Zanu PF stuck to its position in a bid shred the Copac draft by introducing a raft of alterations to maintain the constitutional status quo ahead of crucial elections next year.
The two MDC formations also maintained their positions, leaving the process locked in stalemate, while creating an opportunity for President Robert Mugabe to intervene to hijack the exercise.
Insiders say Sadc is also moving to intervene.
Conference delegates compiled reports highlighting their positions in 18 thematic chapters but the issues would only be resolved by the principals.
The same contentious issues, including presidential powers, judiciary, devolution of power, dual citizenship, security sector reforms, the proposed National Prosecuting Authority, role of chiefs, and independent commissions, which dominated debate in the run-up to the conference, remained unresolved.
Some observers have questioned the logic of wasting close to US$50 million in a moribund economy to write a new so-called people-oriented constitution when the principals, President Robert Mugabe, Prime Minister Morgan Tsvangirai and Deputy Prime Minister Arthur Mutambara, intend to determine the outcome in moves aimed at protecting their narrow political interests.
Although Zimbabweans expressed their views during the outreach programme, most of what they raised has been ignored by the three parties battling for political space ahead of elections.
Sources told the Zimbabwe Independent Mugabe and Tsvangirai had already agreed that all contentious issues would be negotiated by a cabinet technical committee to be chaired by Mutambara and comprising ministers from Zanu PF, MDC-T and MDC and other officials, a move which has sparked outrage among negotiators.
This is part of a wider plot by Mugabe to hijack the constitution-making process from Copac to push through his party’s politburo amendments designed to restore his executive powers ahead of polls.
Last week, Mugabe met Tsvangirai and agreed to form a cabinet committee to spearhead an implementation mechanism for all agreed Global Political Agreement (GPA) issues.

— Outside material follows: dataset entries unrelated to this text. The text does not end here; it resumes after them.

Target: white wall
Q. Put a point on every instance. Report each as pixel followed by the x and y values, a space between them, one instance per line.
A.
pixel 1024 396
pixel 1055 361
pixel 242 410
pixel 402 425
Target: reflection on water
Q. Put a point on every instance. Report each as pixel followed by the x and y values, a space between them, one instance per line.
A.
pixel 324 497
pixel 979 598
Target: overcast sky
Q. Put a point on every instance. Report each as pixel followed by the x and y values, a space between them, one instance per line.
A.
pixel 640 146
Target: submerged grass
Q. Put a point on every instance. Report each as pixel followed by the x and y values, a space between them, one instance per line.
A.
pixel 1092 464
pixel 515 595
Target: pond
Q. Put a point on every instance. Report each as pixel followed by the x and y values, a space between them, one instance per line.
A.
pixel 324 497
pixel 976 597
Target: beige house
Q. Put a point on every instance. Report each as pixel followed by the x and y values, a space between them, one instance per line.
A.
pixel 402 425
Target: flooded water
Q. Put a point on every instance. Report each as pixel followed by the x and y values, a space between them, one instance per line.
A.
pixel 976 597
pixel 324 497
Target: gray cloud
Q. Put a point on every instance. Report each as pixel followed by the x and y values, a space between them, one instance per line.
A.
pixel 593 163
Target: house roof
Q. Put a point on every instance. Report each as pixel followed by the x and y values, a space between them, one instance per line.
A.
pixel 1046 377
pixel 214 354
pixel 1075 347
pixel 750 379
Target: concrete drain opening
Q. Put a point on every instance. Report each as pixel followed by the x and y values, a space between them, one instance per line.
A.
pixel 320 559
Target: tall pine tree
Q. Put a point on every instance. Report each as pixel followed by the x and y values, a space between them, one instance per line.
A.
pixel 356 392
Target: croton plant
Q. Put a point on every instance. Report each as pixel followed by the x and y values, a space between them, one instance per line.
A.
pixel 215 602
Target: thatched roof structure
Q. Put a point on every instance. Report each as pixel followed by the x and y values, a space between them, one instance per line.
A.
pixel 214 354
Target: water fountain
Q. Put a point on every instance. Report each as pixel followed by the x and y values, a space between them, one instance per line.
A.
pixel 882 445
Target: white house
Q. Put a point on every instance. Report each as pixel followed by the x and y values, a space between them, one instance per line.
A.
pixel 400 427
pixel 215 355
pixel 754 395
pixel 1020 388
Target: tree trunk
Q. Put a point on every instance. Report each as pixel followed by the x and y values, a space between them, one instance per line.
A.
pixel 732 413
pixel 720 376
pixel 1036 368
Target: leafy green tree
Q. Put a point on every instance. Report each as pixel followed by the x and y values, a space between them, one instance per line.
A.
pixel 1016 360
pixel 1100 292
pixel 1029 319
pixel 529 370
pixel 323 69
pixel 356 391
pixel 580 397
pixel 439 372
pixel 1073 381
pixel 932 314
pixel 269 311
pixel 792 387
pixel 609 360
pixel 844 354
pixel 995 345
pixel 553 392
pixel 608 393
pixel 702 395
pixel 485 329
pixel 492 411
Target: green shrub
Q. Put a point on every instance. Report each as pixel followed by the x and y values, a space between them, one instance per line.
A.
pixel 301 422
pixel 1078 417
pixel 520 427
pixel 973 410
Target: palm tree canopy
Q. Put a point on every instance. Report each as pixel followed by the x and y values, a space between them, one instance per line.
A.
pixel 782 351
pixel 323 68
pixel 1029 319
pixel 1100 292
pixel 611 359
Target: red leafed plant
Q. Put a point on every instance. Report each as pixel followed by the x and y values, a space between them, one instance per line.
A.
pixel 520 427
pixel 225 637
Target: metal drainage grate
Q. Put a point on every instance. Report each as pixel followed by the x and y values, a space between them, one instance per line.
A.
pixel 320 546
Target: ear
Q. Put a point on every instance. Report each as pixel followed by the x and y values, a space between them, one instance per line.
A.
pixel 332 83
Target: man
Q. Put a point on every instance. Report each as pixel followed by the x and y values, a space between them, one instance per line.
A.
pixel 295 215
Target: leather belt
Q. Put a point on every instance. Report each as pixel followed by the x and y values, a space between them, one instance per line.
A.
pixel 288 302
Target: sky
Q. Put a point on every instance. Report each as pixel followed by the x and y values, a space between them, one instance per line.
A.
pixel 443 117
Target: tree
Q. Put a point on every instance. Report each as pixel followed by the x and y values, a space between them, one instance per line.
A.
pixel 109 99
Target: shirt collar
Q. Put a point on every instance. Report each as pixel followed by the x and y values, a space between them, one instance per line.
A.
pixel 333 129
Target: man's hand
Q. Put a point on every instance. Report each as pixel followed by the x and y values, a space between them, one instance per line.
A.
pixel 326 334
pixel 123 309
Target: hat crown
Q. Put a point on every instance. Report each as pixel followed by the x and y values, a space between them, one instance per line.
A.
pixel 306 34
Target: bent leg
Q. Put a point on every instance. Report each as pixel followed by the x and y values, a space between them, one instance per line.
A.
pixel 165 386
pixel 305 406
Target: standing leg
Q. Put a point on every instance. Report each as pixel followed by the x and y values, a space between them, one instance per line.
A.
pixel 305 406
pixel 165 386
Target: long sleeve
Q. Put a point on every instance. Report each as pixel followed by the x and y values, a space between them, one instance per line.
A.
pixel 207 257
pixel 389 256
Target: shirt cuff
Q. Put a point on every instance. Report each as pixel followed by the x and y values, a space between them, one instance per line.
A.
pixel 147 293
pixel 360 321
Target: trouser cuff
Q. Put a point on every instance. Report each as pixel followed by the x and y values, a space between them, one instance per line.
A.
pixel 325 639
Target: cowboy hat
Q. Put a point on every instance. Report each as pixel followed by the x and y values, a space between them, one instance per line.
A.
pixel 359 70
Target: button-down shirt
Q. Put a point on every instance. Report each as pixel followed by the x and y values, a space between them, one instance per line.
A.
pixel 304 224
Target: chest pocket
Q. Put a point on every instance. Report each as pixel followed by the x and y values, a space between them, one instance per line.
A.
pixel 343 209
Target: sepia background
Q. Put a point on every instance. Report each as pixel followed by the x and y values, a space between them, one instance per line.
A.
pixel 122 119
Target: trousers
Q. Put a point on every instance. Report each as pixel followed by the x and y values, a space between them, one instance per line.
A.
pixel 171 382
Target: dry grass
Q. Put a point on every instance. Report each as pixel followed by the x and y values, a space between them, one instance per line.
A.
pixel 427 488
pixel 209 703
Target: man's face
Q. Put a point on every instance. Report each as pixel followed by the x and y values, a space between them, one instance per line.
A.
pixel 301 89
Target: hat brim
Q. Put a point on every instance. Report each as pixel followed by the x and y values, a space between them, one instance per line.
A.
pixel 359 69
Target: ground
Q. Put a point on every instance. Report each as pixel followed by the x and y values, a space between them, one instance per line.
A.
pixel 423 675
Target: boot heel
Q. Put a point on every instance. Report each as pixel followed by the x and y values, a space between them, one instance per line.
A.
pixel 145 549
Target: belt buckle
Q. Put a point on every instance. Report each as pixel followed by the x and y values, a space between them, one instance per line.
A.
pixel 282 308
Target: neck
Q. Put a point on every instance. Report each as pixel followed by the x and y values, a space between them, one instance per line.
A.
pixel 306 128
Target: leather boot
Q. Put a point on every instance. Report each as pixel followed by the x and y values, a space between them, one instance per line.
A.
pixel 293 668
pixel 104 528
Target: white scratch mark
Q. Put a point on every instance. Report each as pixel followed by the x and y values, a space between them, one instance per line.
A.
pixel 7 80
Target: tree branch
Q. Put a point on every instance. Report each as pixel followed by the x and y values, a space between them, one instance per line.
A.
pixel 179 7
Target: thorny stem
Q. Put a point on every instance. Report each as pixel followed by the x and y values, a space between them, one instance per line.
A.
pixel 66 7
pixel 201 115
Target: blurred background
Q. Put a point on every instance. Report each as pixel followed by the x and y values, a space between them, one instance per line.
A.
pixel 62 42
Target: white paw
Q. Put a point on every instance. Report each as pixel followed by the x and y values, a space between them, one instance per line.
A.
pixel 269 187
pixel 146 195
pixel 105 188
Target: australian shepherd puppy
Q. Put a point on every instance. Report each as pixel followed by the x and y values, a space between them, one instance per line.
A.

Although Mugabe has blatantly declared principals will have the final say, Tsvangirai has said party leaders will only provide guidance despite persistent claims of collusion at the top.
But MDC leader Welshman Ncube, who is also Industry and Commerce minister, refused to endorse the proposed committee, arguing the constitution-making process is a wholly Copac-driven process and has nothing to do with cabinet.
Ncube boycotted the official opening of the stakeholders’ conference on Monday after Mutambara was smuggled into the programme as one of the official speakers.
The Sadc facilitation team led by South African President Jacob Zuma’s international relations advisor Lindiwe Zulu intervened and persuaded Ncube to attend the thematic committee debates.
Sources said Zulu phoned Zuma who had a conversation with Ncube in which he firmly emphasised the regional block would not tolerate efforts to hijack or collapse the process which is central to free and fair elections next year.
Zuma, sources said, would ensure the writing of a new constitution is not hijacked by individuals while undermining the GPA and elections preparations.
Afetr speaking to Zuma, Ncube said he would lodge a formal complaint with Sadc highlighting the continued violation of the GPA by Mugabe.
Although Mugabe declared the principals would have the final say on the draft constitution, Article VI of the GPA stipulates that a parliamentary select committee, in this case Copac, would lead the process.
While Copac is celebrating successfully convening the stakeholders’ conference, political pundits insist the constitution-making process has become a farce.
About 70% of the 1 200 conference delegates were drawn from civil society with the majority invited by political parties, resulting in most of the non-governmental organisations boycotting the indaba. Civil society groups are mere window-dressers.
Copac co-chairperson Douglas Mwonzora however defended the process.
“Delegates submitted their feedback on the draft in the form of reports which are now with Copac. The select committee shall soon be meeting to deliberate on the way forward for the process,” said Mwonzora.
“Now that the draft has been presented to the stakeholders, the next stage will be the production of a report on the constitution-making process, which includes the draft constitution for debate in parliament. After the debate in parliament, Zimbabweans will be expected to vote in a referendum to decide,” he said.